Slow making many aggregate queries to a very large SQL Server table
I have a custom log/transaction table that tracks my users every action within the web application and i开发者_StackOverflowt currently has millions of records and grows by the minute. In my application I need to implement some of way of precalculating a user's activities/actions in sql to determine whether other features/actions are available to the user within the application. For one example, before a page loads, I need to check if the user viewed a page X number of times.
(SELECT COUNT(*) FROM MyLog WHERE UserID = xxx and PageID = 123)
I am making several similar aggregate queries with joins for checking other conditions and the performance is poor. These checks are occuring on every page request and the application can receive hundreds of requests per minute.
I'm looking for any ideas to improve the application performance through sql and/or application code.

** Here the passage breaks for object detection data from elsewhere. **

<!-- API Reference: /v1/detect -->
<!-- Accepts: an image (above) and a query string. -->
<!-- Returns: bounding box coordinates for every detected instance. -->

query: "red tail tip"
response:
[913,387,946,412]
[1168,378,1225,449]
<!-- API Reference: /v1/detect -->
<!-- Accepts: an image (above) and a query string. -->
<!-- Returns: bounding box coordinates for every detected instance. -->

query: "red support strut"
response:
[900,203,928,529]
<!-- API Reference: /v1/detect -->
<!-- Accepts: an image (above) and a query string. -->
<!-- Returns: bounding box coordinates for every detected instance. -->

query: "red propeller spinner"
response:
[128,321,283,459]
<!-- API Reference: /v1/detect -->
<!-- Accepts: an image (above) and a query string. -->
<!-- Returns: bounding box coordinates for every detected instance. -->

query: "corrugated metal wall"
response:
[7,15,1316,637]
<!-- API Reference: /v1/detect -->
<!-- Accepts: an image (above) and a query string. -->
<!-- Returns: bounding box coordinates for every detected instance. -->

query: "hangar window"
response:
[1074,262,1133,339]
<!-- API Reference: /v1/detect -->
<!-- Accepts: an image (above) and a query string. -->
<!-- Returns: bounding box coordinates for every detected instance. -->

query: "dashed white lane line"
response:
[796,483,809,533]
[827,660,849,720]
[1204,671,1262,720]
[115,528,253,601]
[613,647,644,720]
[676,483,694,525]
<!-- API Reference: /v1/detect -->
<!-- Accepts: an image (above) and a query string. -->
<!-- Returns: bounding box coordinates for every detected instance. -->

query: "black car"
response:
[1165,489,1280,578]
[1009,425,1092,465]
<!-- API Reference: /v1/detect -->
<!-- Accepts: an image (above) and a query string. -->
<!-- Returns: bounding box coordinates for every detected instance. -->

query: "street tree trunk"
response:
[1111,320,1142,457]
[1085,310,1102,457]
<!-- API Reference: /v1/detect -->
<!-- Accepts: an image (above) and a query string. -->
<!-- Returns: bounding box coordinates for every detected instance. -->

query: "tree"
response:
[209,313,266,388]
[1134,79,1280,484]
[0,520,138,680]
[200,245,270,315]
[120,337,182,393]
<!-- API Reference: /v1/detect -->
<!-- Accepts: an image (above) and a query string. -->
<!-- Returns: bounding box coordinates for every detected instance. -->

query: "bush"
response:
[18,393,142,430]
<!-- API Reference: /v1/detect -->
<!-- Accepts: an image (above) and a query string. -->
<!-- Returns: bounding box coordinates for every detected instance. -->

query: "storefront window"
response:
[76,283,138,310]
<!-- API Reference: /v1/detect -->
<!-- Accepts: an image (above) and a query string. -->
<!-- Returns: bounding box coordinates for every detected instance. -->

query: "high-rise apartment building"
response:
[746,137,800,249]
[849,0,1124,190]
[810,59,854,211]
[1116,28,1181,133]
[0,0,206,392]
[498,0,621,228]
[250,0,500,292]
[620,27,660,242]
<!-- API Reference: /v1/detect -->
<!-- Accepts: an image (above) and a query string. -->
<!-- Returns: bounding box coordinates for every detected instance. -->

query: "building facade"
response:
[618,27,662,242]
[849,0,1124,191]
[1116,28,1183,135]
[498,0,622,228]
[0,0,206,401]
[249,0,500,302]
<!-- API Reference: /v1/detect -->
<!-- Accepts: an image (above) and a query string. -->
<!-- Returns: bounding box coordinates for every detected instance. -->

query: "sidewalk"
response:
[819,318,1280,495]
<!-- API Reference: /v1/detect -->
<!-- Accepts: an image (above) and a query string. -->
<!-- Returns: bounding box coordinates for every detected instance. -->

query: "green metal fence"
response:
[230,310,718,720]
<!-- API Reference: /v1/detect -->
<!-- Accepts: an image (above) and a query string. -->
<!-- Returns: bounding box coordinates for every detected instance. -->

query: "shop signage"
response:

This is a .NET 2.0 app and using SQL Server 2008.
Much thanks in advance!
Easiest way is to store the counts in a table by themselves. Then, when adding records (hopefully through an SP), you can simply increment the affected row in your aggregate table. If you are really worried about the counts getting out of whack, you can put a trigger on the detail table to update the aggregated table, however I don't like triggers as they have very little visibility.
Also, how up to date do these counts need to be? Can this be something that can be stored into a table once a day?
Querying a log table like this may be more trouble then it is worth.
As an alternative I would suggest using something like memcache to store the value as needed. As long as you update the cache on each hit it will much faster the querying a large database table. Memcache has an build in increment operator that handles this kind of thing. This way you only need to query the db on the first visit.
Another alternative is to use a precomputed table, updating it as needed.
Have you indexed MyLog on UserID and PageID? If not, that should give you some huge gains.
Todd this is a tough one because of the number of operations you are performing. Have you checked your indexes on that database?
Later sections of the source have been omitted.